Prabowo secara khusus menyoroti keterlibatan MUI sejak awal saat bencana terjadi di Aceh, Sumatra Utara, dan Sumatra Barat. Baginya, hal itu menunjukkan tanggung jawab moral yang kuat terhadap umat dan negara.
“Saya sangat memberi penghargaan dan salut kepada peran serta rasa tanggung jawab Majelis Ulama Indonesia,” ucapnya.
Dalam pidatonya, Prabowo juga menegaskan pentingnya sinergi antara ulama dan umara sebagai fondasi kemajuan nasional. Ia meyakini kolaborasi keduanya akan memperkuat keadilan, perdamaian, serta kesejahteraan masyarakat.
“Kalau ulama dan umara bersatu, insyaallah bangsa kita akan menjadi bangsa yang besar, bangsa yang makmur,” pungkasnya.
Prabowo turut mengakui dukungan moral dari MUI memberinya keyakinan lebih dalam menjalankan amanah sebagai kepala negara, termasuk menghadapi persoalan kemiskinan dan pemberantasan korupsi.
“Hari ini terima kasih, Majelis Ulama Indonesia telah memberi saya suntikan keberanian.

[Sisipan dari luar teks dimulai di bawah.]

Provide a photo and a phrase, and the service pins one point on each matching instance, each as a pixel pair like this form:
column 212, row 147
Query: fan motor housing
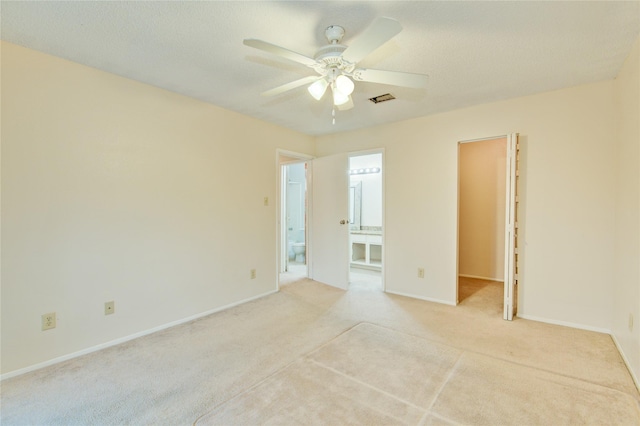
column 330, row 56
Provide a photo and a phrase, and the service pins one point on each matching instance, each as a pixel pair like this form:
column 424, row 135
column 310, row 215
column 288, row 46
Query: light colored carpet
column 312, row 354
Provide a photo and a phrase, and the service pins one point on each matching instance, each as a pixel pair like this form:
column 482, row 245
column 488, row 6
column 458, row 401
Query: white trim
column 489, row 138
column 481, row 278
column 126, row 338
column 565, row 323
column 427, row 299
column 626, row 362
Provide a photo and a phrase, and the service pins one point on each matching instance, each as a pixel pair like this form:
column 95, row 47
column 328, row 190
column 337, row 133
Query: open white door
column 511, row 230
column 329, row 230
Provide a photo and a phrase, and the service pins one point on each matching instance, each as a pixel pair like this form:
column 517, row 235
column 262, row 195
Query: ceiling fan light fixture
column 318, row 88
column 344, row 85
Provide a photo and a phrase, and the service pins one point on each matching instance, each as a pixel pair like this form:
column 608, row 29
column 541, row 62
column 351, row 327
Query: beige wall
column 567, row 199
column 481, row 223
column 115, row 190
column 626, row 276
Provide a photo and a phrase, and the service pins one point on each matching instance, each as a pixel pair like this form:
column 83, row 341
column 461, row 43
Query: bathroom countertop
column 365, row 232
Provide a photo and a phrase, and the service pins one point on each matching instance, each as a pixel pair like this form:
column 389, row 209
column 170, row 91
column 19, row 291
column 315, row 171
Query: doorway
column 482, row 187
column 366, row 221
column 293, row 218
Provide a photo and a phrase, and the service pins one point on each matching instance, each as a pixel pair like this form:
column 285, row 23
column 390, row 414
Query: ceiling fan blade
column 345, row 106
column 291, row 85
column 280, row 51
column 394, row 78
column 377, row 34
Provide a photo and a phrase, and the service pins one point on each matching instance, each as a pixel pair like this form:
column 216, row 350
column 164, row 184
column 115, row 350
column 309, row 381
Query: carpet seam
column 353, row 379
column 269, row 376
column 470, row 351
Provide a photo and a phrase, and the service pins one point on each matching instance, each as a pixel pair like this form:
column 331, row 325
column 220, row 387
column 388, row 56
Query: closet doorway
column 487, row 176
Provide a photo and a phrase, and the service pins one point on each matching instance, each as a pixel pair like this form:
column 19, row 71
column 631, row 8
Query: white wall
column 567, row 199
column 115, row 190
column 626, row 276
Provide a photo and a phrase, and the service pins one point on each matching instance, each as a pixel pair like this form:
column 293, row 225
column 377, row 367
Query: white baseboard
column 626, row 362
column 428, row 299
column 565, row 323
column 481, row 278
column 127, row 338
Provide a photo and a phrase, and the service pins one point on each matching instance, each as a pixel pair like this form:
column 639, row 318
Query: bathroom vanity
column 366, row 248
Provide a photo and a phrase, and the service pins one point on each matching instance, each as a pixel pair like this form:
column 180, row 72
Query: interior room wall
column 567, row 180
column 116, row 190
column 481, row 222
column 626, row 277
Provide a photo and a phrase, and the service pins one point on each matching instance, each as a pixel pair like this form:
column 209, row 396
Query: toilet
column 299, row 251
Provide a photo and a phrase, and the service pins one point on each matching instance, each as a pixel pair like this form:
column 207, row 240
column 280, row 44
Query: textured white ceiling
column 474, row 52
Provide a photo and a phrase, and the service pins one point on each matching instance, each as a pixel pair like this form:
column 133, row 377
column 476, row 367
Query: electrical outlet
column 49, row 321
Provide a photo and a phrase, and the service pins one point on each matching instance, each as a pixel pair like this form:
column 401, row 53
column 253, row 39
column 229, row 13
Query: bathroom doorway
column 366, row 221
column 293, row 218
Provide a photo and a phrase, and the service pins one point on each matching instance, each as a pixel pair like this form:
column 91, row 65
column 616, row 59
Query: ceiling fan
column 336, row 64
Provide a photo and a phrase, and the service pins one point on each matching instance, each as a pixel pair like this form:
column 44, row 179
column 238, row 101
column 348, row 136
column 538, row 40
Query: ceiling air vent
column 382, row 98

Saya menjadi lebih berani, lebih yakin bahwa ulama dan umara bersatu, kita akan menegakkan keadilan di bumi Indonesia ini,” tegasnya.
Di akhir acara, Prabowo berharap kepengurusan MUI yang baru dapat melanjutkan tradisi pengabdian serta terus menjadi perekat persatuan nasional di tengah tantangan global dan domestik.
“Seluruh umat Indonesia, seluruh rakyat Indonesia menanti pengabdianmu. Selamat berkhidmat untuk bangsa, umat, dan seluruh rakyat Indonesia,” ungkapnya.